Contudo, verdade seja dita: nestes últimos 4 anos, não há praticamente nada que não tenha sido dito sobre o governo,
líderes partidários e políticos da maioria em geral. Tudo foi dito em liberdade, pois em momento algum se noticiou ou ouviu dizer que tenha existido condicionamento da informação.
O ar está respirável, o corpo tem poros para destilar. Que o digam Ascenso Simões que acusa a RTP de fazer
opções partidárias por causa do “Prós e Contras” da passada segunda-feira. Ou João Galamba, candidato-fantasma aqui
por Coimbra, que, pelos mesmos motivos, reclama pela demissão do director de informação da RTP, Paulo Dentinho. O
mesmo se diga de José Lello, Isabel Moreira ou Edite Estrela, entre outros. Todos falam em liberdade, mas parece ser-lhes difícil coexistir com a liberdade dos outros, desde logo com a liberdade de imprensa.
Sucede que nenhum deles chegou à política ontem. Pelo que nenhum deles pode dizer que não se lembra do que aconteceu no tempo de Sócrates. Quem tem memória, sabe bem que no caso de censura do Jornal de 6ª, da TVI, a ERC deu por demonstrado que, na decisão de suspender esse Jornal, a Administração da TVI foi significativamente influenciada pelos Administradores da Media Capital, especialmente os que aí representavam o grupo Prisa. E, se calhar, também se deviam recordar de António José Saraiva ter dito que, nas vésperas de o semanário Sol divulgar uma reportagem do caso Freeport, ter havido um telefonema a avisar que, se a referida reportagem não fosse publicada, teria os seus problemas financeiros com o BCP resolvidos. Caso a
reportagem fosse dada à estampa, então o semanário não sobreviveria. Onde estava António Costa, aquele que não
chegou à política ontem e que foi o n.º 2 de Sócrates no XVII Governo Constitucional?

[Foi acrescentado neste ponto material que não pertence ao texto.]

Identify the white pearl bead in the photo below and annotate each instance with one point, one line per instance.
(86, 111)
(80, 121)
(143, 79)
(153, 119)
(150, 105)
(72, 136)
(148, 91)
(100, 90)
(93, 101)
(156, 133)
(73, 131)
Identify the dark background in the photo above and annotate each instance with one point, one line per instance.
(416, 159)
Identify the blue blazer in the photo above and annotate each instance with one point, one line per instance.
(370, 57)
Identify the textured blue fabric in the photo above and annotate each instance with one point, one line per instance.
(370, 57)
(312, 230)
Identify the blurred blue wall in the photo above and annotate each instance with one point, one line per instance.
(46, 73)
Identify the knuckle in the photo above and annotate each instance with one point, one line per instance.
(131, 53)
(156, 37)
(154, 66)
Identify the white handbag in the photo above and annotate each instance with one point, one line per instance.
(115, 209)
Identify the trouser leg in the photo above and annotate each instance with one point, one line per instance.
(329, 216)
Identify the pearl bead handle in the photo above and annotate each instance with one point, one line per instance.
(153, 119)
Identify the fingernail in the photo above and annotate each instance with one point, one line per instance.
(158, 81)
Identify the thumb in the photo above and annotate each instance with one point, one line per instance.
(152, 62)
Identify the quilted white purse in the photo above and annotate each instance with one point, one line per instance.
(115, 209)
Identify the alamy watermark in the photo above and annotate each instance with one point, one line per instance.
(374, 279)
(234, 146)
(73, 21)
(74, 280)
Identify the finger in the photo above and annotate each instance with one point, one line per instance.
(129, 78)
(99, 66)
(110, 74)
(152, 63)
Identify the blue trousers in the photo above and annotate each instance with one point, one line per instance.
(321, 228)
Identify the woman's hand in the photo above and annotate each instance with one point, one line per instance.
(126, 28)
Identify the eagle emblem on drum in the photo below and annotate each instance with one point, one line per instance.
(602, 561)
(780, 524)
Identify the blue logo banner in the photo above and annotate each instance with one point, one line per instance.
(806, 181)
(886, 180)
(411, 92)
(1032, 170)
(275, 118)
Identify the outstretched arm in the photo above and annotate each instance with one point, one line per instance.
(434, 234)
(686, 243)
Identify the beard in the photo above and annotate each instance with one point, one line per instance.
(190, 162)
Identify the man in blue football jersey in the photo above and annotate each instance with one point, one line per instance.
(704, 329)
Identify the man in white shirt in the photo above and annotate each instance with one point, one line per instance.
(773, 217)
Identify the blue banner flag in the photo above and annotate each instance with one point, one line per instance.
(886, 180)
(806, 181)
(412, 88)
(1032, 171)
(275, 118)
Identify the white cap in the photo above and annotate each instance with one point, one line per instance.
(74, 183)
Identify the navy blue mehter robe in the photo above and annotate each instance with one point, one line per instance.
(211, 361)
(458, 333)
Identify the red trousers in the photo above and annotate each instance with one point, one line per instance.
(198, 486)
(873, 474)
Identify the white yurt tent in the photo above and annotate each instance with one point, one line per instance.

E que dizia ele em 2011, quando o défice acumulado no SNS era de 770 milhões de euros, o défice da conta do SNS cifrava-se em 563 milhões de euros, o prejuízo dos hospitais EPE era de 207 milhões de euros, a dívida acumulada total do SNS era de 3.249 milhões de euros, sendo que só de dívida vencida eram 2.418 milhões de euros, dos quais 1.831 milhões de euros de pagamentos em atraso? António Costa, que não chegou ontem à política, segundo o próprio diz, vai refugiar-se no seu papel de autarca e o candidato António Costa vai provavelmente lembrar-nos que o seu mandatário nacional é o pai do SNS. Esquece-se sempre é de dizer que foi este governo que evitou o colapso do SNS, iminente em 2011, e foi esta maioria que se quer renovada que permitiu que todos nós pudéssemos, no dia de ontem, celebrar o 36.º aniversário do nosso (e não de alguns) SNS.